UK International Airlines
| IATA | ICAO | Call sign |
| IH | UKI | MAGENTA |
- Founded: May 2007
- Commenced operations: October 2007
- Ceased operations: December 2007
- Fleet size: 2
- Destinations: 3
- Headquarters: Sheffield, England, UK
- Key people: Manawar Hussain Khaliq
- Website: http://www.ukinternationalairlines.com

= UK International Airlines =

British airline

UK International Airlines Ltd. was a British airline based in Sheffield, England, United Kingdom. It held a United Kingdom Civil Aviation Authority Type A Operating Licence permitting it to carry passengers, cargo and mail on aircraft with 20 or more seats, for a very short period of time. On 8 January 2008 the UK Civil Aviation Authority suspended the AOC and also suspended the route licences for both charter and scheduled operations held by the airline.

==History==

UK International Airlines Ltd was formed in May 2007 to operate services between United Kingdom and Pakistan. The airline was awarded its worldwide scheduled Air Operator’s Certificate (AOC) and Type A Operating Licence (OL) on 5 September 2007 from the UK CAA.

During September and early October UKIA’s aircraft were noted flying sub-services for Air Berlin and XL Airways. The airline commenced services on 19 October 2007 with a flight from East Midlands Airport to Sharjah and Islamabad using a leased Boeing 767. Within a short period, the airline was in trouble and ceased operations on December 23, 2007. The company cited ongoing concerns about the fleet and problems with security at Islamabad International Airport. The license and AOC was surrendered later on.

==Fleet==
- Boeing 767-200 registered as G-CECU. It was originally registered as N603UA with United Airlines. It was withdrawn and put into storage in Victoriaville Airport, California. It was in storage between 29 March 2005 and 30 August 2006. It entered service with UK International Airlines in Jan 2007. It was finally withdrawn from service on 23 December 2007 and put into storage at East Midlands Airport. It was scrapped at East Midlands Airport in April 2011.

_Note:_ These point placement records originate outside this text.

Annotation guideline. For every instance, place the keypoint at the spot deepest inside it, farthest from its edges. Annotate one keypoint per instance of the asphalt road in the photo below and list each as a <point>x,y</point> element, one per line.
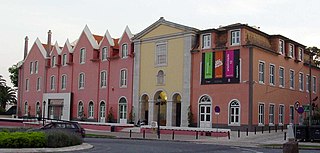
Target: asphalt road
<point>154,146</point>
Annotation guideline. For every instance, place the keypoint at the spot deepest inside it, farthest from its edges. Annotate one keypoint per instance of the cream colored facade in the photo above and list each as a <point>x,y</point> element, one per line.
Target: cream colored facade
<point>174,89</point>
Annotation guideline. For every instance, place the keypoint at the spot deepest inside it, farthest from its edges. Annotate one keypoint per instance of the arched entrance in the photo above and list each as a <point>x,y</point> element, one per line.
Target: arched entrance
<point>161,98</point>
<point>205,107</point>
<point>176,110</point>
<point>144,109</point>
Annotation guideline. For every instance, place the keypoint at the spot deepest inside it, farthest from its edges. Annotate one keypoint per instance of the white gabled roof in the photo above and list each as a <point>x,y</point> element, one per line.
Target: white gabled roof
<point>128,32</point>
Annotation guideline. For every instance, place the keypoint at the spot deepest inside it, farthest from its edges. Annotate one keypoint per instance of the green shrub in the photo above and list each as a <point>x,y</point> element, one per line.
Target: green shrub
<point>61,138</point>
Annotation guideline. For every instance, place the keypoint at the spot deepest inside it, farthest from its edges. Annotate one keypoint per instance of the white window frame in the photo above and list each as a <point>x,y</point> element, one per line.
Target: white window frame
<point>271,114</point>
<point>281,114</point>
<point>63,82</point>
<point>82,57</point>
<point>301,81</point>
<point>104,53</point>
<point>261,115</point>
<point>81,81</point>
<point>281,46</point>
<point>123,78</point>
<point>272,77</point>
<point>291,79</point>
<point>103,79</point>
<point>159,54</point>
<point>235,37</point>
<point>261,73</point>
<point>206,41</point>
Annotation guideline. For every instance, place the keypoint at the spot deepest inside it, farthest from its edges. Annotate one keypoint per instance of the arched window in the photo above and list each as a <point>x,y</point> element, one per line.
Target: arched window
<point>90,113</point>
<point>160,78</point>
<point>80,109</point>
<point>234,112</point>
<point>123,108</point>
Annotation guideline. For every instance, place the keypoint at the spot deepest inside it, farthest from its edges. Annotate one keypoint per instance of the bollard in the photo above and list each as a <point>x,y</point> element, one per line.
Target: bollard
<point>172,135</point>
<point>144,134</point>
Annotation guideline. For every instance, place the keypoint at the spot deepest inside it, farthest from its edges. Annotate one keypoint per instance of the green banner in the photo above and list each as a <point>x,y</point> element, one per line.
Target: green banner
<point>208,65</point>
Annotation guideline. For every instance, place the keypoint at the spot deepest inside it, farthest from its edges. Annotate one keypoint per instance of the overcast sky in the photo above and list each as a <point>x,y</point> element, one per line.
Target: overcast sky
<point>296,19</point>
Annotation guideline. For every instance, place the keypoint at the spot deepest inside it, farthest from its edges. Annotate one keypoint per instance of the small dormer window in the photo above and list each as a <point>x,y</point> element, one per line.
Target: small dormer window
<point>206,41</point>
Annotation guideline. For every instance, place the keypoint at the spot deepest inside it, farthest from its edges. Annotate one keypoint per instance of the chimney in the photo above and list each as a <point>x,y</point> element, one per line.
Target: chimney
<point>25,47</point>
<point>49,42</point>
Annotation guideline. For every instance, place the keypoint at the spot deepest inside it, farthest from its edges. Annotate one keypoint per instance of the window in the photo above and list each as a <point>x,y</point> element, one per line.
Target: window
<point>281,47</point>
<point>291,79</point>
<point>160,78</point>
<point>31,67</point>
<point>81,81</point>
<point>314,84</point>
<point>52,82</point>
<point>27,84</point>
<point>301,81</point>
<point>63,82</point>
<point>36,67</point>
<point>234,113</point>
<point>90,113</point>
<point>291,50</point>
<point>38,84</point>
<point>261,114</point>
<point>271,114</point>
<point>104,53</point>
<point>64,59</point>
<point>300,54</point>
<point>271,75</point>
<point>291,115</point>
<point>124,51</point>
<point>82,55</point>
<point>235,37</point>
<point>261,72</point>
<point>53,61</point>
<point>123,108</point>
<point>206,41</point>
<point>161,54</point>
<point>103,79</point>
<point>281,114</point>
<point>80,109</point>
<point>123,78</point>
<point>308,87</point>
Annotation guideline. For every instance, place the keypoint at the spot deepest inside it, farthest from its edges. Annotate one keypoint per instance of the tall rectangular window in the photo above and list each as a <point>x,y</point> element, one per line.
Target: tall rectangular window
<point>235,37</point>
<point>291,77</point>
<point>281,47</point>
<point>281,114</point>
<point>261,114</point>
<point>38,84</point>
<point>261,72</point>
<point>206,41</point>
<point>104,54</point>
<point>161,54</point>
<point>301,82</point>
<point>123,78</point>
<point>271,114</point>
<point>281,77</point>
<point>271,74</point>
<point>82,55</point>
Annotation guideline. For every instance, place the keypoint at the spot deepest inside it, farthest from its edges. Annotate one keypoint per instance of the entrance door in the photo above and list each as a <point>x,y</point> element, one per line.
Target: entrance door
<point>205,116</point>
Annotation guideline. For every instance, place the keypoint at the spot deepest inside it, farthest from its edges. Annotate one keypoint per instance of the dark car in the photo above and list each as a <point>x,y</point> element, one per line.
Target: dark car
<point>70,126</point>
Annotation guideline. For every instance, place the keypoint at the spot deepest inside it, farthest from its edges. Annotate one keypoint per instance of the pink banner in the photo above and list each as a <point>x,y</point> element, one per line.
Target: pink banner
<point>229,64</point>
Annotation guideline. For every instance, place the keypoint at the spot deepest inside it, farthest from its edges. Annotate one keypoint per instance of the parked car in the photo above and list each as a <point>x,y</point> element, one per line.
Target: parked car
<point>64,125</point>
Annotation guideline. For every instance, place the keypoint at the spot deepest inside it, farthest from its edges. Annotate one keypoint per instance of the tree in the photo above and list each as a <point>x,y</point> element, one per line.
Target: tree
<point>14,74</point>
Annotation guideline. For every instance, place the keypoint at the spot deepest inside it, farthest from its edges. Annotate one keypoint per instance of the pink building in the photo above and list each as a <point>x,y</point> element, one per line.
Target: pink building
<point>88,79</point>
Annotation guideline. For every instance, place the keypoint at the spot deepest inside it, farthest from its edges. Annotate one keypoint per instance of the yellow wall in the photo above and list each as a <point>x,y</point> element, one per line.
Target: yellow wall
<point>173,71</point>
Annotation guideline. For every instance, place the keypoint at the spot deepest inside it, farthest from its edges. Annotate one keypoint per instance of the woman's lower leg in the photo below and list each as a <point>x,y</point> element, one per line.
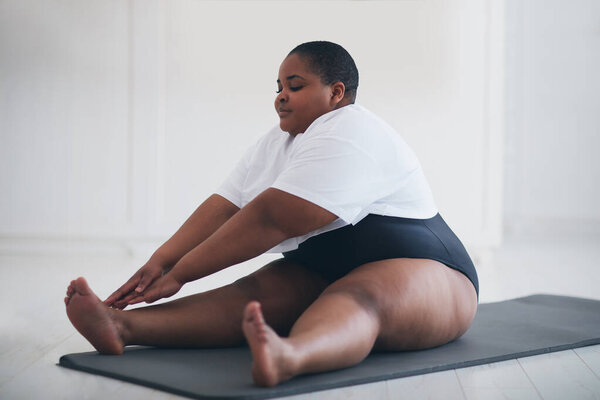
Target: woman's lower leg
<point>336,331</point>
<point>207,319</point>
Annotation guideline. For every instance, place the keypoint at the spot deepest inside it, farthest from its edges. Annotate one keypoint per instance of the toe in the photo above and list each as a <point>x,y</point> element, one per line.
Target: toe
<point>82,287</point>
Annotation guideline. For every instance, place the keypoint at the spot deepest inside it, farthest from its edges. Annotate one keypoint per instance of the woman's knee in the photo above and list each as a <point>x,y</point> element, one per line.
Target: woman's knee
<point>365,292</point>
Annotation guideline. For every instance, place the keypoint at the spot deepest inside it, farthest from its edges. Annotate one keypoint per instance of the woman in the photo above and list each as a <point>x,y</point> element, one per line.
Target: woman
<point>368,263</point>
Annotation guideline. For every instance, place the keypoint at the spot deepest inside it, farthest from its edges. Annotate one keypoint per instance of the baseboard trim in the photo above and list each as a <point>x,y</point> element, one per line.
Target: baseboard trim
<point>92,246</point>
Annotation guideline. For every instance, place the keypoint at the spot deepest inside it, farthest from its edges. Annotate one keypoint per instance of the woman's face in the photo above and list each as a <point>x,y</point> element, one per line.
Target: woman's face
<point>302,97</point>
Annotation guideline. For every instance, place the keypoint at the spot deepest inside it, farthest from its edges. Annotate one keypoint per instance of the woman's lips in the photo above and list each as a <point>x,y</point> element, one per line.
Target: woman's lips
<point>283,112</point>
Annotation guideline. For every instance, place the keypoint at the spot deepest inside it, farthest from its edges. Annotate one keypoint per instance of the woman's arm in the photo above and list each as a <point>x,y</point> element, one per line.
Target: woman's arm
<point>207,218</point>
<point>266,221</point>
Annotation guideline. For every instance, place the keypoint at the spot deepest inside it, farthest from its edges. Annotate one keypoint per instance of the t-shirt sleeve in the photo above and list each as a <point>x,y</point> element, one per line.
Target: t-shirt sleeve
<point>233,185</point>
<point>338,175</point>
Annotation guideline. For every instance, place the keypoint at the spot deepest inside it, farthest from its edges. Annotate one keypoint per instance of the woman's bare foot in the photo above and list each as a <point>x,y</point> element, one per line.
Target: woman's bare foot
<point>92,318</point>
<point>272,356</point>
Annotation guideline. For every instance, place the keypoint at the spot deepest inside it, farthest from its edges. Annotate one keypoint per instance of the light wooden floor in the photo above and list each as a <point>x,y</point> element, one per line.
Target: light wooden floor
<point>35,331</point>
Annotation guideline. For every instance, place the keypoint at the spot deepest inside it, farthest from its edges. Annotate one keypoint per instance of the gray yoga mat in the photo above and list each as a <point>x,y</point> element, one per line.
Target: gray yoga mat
<point>505,330</point>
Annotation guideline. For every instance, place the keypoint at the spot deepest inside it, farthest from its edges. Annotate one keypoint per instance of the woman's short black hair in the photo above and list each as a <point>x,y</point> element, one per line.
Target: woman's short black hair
<point>332,63</point>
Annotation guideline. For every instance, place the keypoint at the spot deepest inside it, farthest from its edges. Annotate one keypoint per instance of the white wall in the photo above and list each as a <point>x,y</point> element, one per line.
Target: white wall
<point>117,118</point>
<point>553,116</point>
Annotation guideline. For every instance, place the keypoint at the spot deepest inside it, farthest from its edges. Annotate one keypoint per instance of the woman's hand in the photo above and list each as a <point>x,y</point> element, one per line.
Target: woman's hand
<point>143,278</point>
<point>165,286</point>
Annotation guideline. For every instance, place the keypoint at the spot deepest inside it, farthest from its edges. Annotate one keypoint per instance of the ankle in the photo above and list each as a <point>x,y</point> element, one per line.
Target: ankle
<point>118,318</point>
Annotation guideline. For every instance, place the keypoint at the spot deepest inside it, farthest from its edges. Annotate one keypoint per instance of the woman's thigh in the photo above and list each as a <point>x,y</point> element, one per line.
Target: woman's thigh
<point>420,303</point>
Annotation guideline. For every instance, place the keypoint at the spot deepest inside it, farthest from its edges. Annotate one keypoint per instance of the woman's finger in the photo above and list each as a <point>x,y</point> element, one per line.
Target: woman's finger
<point>146,280</point>
<point>123,290</point>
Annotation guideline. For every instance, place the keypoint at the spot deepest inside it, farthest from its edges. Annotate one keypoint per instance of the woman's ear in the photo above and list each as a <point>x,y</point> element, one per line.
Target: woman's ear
<point>337,93</point>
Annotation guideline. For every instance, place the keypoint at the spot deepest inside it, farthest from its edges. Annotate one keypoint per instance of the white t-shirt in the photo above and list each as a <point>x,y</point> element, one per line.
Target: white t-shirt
<point>348,161</point>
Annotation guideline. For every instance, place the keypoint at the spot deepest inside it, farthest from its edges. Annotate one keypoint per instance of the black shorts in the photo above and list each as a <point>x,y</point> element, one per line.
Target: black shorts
<point>376,237</point>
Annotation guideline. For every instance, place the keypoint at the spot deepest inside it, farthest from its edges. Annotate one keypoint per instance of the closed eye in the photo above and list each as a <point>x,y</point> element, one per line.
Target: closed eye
<point>293,89</point>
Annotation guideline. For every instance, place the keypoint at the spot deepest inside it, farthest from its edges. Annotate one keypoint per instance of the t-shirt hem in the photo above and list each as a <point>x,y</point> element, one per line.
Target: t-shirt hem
<point>315,199</point>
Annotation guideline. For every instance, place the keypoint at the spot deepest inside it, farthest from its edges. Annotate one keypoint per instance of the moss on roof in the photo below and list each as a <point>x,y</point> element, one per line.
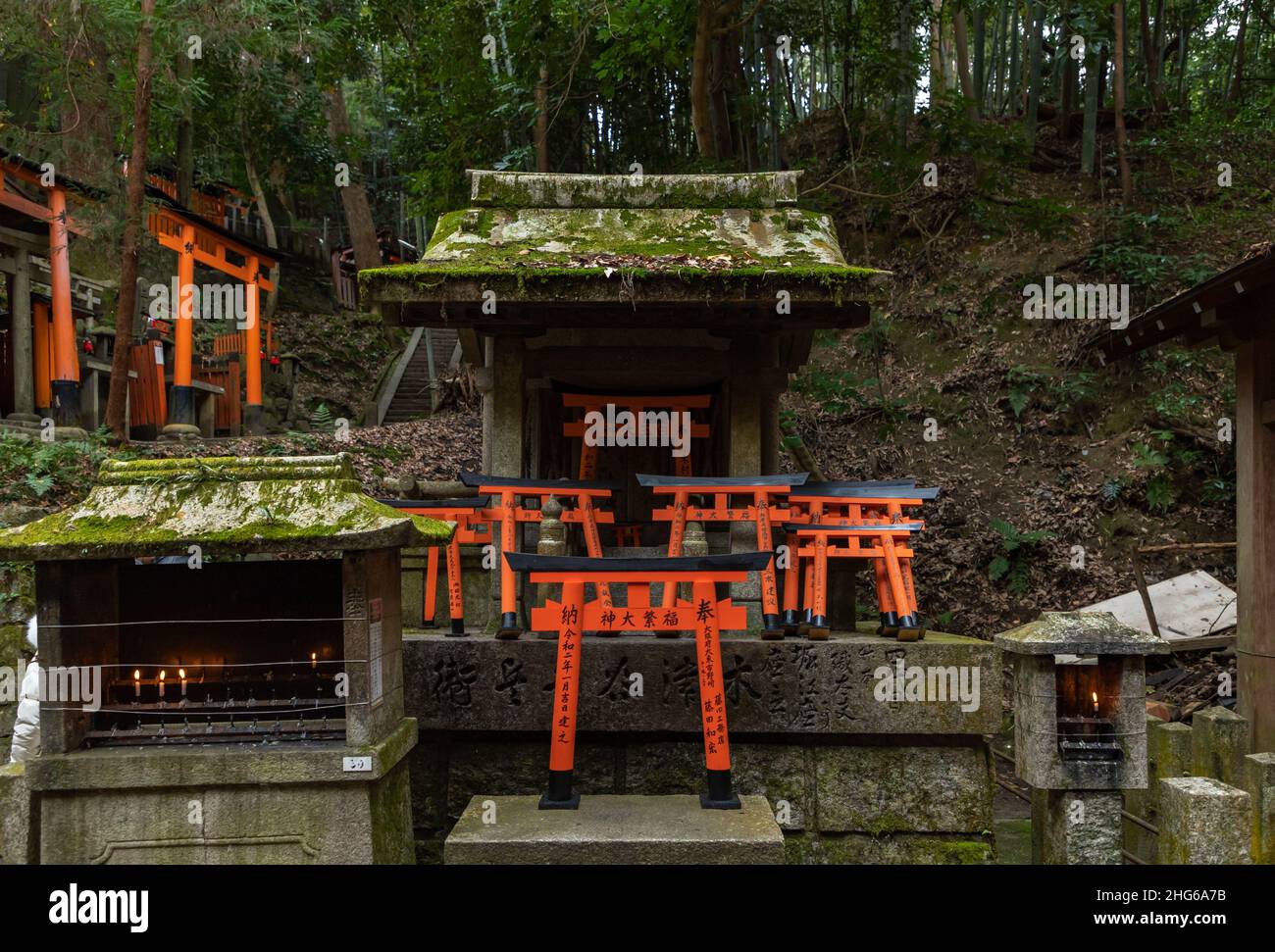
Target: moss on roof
<point>224,505</point>
<point>655,234</point>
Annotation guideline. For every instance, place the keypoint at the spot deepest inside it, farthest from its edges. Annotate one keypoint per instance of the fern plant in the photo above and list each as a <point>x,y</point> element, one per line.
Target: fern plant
<point>1014,562</point>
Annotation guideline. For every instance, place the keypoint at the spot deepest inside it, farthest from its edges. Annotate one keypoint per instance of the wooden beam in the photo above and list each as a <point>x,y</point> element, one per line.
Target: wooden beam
<point>1254,523</point>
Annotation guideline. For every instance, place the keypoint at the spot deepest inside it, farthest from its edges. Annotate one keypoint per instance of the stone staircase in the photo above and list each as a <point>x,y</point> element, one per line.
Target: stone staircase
<point>412,395</point>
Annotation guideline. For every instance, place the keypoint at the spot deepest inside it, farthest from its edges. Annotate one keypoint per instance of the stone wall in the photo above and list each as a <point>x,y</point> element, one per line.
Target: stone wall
<point>850,778</point>
<point>1241,791</point>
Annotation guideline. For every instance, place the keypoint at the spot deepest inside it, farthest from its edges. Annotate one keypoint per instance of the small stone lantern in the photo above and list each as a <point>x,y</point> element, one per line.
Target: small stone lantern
<point>1079,727</point>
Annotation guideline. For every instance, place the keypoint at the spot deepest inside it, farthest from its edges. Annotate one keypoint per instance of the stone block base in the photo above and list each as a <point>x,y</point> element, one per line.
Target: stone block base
<point>1079,827</point>
<point>228,804</point>
<point>615,829</point>
<point>1203,823</point>
<point>17,846</point>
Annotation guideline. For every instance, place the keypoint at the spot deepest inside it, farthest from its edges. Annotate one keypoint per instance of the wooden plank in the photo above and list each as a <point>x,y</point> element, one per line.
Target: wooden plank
<point>1254,523</point>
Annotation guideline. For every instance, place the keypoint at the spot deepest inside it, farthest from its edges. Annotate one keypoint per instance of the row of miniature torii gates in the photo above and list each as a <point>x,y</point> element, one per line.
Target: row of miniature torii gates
<point>827,520</point>
<point>192,240</point>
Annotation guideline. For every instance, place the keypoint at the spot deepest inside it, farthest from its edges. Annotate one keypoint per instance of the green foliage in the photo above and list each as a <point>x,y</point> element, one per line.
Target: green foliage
<point>1050,389</point>
<point>1012,565</point>
<point>34,472</point>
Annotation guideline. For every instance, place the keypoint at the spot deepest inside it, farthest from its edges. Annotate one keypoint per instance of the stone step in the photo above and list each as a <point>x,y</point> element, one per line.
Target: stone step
<point>670,829</point>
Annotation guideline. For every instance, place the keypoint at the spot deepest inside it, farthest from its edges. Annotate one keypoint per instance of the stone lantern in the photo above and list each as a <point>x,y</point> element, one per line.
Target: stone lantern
<point>1079,727</point>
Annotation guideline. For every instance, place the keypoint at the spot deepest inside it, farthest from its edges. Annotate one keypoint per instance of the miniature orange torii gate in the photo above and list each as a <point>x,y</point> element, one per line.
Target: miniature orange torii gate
<point>593,403</point>
<point>195,241</point>
<point>472,527</point>
<point>766,494</point>
<point>509,514</point>
<point>888,545</point>
<point>706,615</point>
<point>878,502</point>
<point>64,378</point>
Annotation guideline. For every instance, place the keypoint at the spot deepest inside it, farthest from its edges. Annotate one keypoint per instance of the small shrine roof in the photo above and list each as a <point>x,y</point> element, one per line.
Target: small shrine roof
<point>224,505</point>
<point>1080,633</point>
<point>633,240</point>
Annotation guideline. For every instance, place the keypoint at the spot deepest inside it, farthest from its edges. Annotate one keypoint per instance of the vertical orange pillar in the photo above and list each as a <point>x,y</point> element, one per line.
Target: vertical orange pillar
<point>676,536</point>
<point>455,590</point>
<point>509,627</point>
<point>566,689</point>
<point>593,547</point>
<point>430,587</point>
<point>65,373</point>
<point>717,744</point>
<point>181,400</point>
<point>817,629</point>
<point>41,347</point>
<point>791,582</point>
<point>253,416</point>
<point>769,583</point>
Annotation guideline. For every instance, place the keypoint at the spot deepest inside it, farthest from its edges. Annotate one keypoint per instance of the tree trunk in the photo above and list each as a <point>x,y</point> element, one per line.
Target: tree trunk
<point>263,209</point>
<point>542,120</point>
<point>1093,90</point>
<point>1015,72</point>
<point>980,58</point>
<point>185,131</point>
<point>127,301</point>
<point>1126,176</point>
<point>938,81</point>
<point>967,83</point>
<point>1037,14</point>
<point>353,196</point>
<point>1233,97</point>
<point>700,65</point>
<point>1151,58</point>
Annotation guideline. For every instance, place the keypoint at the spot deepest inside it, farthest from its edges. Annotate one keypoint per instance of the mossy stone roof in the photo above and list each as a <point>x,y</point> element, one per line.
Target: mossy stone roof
<point>224,505</point>
<point>1080,633</point>
<point>547,237</point>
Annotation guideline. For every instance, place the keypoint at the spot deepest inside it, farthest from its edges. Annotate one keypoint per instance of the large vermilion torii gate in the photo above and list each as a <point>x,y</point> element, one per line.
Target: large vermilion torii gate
<point>64,389</point>
<point>200,242</point>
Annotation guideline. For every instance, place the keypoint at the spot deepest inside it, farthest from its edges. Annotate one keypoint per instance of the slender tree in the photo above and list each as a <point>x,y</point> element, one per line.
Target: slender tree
<point>127,301</point>
<point>1126,176</point>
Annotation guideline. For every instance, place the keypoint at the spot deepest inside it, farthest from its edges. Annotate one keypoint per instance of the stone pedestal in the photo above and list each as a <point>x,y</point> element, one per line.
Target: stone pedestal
<point>1203,823</point>
<point>615,829</point>
<point>1219,740</point>
<point>1260,785</point>
<point>1079,827</point>
<point>17,845</point>
<point>228,803</point>
<point>853,774</point>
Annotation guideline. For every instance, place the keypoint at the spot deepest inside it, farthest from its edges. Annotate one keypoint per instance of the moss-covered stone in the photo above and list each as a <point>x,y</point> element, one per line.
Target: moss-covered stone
<point>713,232</point>
<point>232,505</point>
<point>543,190</point>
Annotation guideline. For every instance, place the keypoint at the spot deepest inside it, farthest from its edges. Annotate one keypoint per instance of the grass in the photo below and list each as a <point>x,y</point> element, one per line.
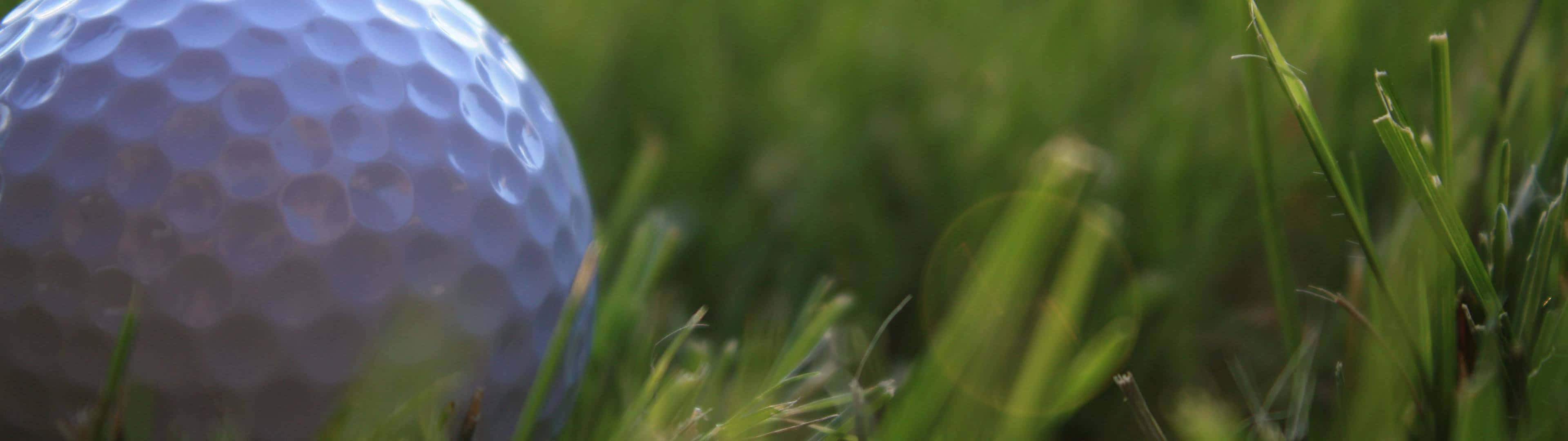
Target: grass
<point>980,220</point>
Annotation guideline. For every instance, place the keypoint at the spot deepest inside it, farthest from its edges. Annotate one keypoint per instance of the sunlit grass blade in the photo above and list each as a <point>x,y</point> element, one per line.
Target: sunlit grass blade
<point>1140,407</point>
<point>559,340</point>
<point>1390,96</point>
<point>1060,311</point>
<point>656,377</point>
<point>1001,281</point>
<point>1537,285</point>
<point>1084,376</point>
<point>1443,104</point>
<point>808,336</point>
<point>1418,176</point>
<point>1302,102</point>
<point>1269,219</point>
<point>636,187</point>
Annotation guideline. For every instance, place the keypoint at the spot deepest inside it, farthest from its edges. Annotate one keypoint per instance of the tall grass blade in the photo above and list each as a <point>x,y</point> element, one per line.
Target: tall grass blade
<point>1302,102</point>
<point>1443,102</point>
<point>559,340</point>
<point>106,413</point>
<point>1269,219</point>
<point>1418,176</point>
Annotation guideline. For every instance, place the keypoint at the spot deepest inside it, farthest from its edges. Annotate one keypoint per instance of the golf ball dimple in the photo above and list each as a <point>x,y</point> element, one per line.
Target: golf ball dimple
<point>274,183</point>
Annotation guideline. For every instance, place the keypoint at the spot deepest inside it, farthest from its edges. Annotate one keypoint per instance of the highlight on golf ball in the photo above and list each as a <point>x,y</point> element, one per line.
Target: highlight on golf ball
<point>274,183</point>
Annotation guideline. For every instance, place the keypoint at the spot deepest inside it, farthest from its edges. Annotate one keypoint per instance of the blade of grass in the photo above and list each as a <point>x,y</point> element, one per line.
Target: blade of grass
<point>564,327</point>
<point>1390,96</point>
<point>1058,322</point>
<point>1509,70</point>
<point>637,407</point>
<point>1004,274</point>
<point>107,409</point>
<point>1302,102</point>
<point>1275,258</point>
<point>1101,355</point>
<point>1140,409</point>
<point>1418,176</point>
<point>1537,285</point>
<point>639,183</point>
<point>1443,100</point>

- Boeing 767-200 registered as G-CEMK. It was intended to enter service with UK International Airlines but It never made it into service before the airline ceased operations. It was originally registered as N604UA with United Airlines in Jan 1983. It was put into storage at Brunei International Airport in December 2006 and was reregistered to G-CEMK in February 2007 but never entered service. In 2009 it was scrapped at Brunei International Airlines.